Natural gas bottleneck hurting New England
FOR ALMOST THREE decades, natural gas use has continued to grow in New England, while the number of pipelines feeding the region has remained stagnant. Demand has increased while supply has not.
Unfortunately, policies in the region and in neighboring states (namely New York) have restricted the development of needed infrastructure to deliver energy to the region, costing New Englanders hundreds of million dollars more to heat their homes each winter than those in nearby states. Using data from the US Energy Information Administration, we estimate that since 2010 ratepayers in Massachusetts alone have paid $3 billion more for natural gas for their homes than those in nearby Pennsylvania, where prices are significantly lower due to sufficient infrastructure.
The high costs and volatile energy prices here are rooted in the inadequacy of our natural gas infrastructure to meet peak seasonal needs. Simply put, there is limited pipeline capacity to meet increased power demands for heating and cooling during periods of extreme weather – an alarming imbalance.

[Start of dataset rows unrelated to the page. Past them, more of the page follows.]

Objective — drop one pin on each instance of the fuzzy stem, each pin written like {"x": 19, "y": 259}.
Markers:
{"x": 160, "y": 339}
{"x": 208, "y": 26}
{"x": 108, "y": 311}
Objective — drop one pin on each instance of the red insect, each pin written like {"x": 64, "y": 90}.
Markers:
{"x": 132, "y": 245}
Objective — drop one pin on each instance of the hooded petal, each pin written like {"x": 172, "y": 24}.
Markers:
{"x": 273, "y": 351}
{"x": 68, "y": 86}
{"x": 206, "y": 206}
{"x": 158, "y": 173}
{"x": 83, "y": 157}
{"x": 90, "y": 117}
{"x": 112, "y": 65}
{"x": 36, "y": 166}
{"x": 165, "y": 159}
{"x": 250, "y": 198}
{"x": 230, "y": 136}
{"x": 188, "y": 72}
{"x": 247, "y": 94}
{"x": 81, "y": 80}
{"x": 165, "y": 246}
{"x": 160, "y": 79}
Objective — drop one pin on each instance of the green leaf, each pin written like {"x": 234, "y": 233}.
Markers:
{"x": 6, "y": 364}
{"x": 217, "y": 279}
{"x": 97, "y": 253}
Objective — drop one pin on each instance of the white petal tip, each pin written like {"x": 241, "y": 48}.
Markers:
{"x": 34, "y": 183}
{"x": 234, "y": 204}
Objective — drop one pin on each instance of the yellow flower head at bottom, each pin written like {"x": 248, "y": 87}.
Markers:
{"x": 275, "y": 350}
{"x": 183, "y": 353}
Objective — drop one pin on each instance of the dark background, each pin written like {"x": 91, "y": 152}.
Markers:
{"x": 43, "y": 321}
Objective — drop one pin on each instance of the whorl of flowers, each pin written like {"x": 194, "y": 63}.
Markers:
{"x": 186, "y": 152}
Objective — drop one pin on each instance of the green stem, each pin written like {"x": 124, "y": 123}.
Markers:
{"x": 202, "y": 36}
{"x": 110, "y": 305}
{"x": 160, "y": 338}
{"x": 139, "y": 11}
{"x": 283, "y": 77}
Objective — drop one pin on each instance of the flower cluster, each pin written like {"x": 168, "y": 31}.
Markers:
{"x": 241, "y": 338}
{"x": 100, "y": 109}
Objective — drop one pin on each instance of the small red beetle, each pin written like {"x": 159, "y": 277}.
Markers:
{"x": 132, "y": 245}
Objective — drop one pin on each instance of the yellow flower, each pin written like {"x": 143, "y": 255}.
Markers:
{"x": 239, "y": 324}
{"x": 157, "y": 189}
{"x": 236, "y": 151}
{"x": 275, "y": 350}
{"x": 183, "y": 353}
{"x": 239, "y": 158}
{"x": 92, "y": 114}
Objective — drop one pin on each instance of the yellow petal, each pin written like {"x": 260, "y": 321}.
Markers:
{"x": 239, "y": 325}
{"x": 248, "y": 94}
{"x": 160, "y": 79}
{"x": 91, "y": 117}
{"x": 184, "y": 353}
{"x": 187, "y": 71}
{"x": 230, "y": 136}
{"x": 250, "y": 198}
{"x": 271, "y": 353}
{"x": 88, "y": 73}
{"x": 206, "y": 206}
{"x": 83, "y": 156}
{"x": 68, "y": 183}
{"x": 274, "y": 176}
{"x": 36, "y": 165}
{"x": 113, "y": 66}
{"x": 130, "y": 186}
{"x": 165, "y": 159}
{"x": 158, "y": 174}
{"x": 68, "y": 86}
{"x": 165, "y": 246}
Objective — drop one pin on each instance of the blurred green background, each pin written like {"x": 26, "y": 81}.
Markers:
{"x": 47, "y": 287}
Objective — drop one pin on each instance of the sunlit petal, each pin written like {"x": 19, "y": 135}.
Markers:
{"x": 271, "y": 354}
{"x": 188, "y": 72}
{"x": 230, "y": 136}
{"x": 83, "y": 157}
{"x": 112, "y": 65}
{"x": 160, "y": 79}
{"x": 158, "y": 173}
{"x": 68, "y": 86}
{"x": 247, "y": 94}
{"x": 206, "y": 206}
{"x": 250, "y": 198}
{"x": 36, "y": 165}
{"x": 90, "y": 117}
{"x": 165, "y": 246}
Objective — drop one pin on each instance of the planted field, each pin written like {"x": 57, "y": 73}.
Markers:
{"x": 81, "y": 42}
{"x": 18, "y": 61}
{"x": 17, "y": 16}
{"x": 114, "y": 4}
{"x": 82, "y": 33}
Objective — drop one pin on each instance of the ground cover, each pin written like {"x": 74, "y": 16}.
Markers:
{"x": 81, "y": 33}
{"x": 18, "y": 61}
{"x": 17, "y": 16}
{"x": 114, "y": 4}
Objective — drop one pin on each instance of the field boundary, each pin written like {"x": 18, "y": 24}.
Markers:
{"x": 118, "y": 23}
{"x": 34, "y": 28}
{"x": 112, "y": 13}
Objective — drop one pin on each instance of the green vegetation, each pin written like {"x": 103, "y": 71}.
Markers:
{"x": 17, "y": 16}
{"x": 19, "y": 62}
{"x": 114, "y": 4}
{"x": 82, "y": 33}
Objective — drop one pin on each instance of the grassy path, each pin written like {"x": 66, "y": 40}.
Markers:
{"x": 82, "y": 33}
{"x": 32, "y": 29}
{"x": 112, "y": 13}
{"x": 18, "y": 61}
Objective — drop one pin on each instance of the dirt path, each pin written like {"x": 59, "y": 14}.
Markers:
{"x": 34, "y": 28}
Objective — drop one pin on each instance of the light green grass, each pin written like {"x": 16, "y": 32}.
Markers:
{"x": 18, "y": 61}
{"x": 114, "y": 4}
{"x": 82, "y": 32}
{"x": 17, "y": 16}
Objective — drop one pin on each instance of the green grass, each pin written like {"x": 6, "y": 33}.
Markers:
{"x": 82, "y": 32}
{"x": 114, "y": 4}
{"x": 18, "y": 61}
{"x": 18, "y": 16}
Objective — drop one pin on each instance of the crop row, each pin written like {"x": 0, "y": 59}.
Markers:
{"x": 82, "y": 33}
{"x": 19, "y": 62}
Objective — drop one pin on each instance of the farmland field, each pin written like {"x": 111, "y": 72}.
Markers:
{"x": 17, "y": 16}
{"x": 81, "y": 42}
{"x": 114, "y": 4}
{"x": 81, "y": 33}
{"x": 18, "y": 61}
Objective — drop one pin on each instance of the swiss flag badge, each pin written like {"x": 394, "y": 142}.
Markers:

In recent years, ISO New England, the independent organization that operates the regional power grid, has identified reliability and adequacy challenges, particularly in the winter. A few weeks back, representatives from the ISO noted that “natural gas pipeline constraints, coupled with global supply chain issues related to deliveries of oil and liquefied natural gas, are placing New England’s power system at heightened risk heading into the winter season.”
Talk about an unfortunate situation. New England sits a few hundred miles away from one of the most prolific natural gas producing-regions in the world, yet anti-consumer policies at the cost of pragmatism have blocked construction of critical pipeline infrastructure needed to transport domestically produced natural gas to markets here. So, we as a region are forced to turn to Russia, Trinidad and Tobago, and other places across the globe. Shipping cargo halfway across the world is far less environmentally friendly and much more costly than having domestically produced fuels piped a few hundred miles.
There is an additional wrinkle: when demand for natural gas is high and when infrastructure constraints limit access to natural gas, the regional grid operator is forced to switch to less efficient power plants with more intensive carbon fuel sources such as oil and coal.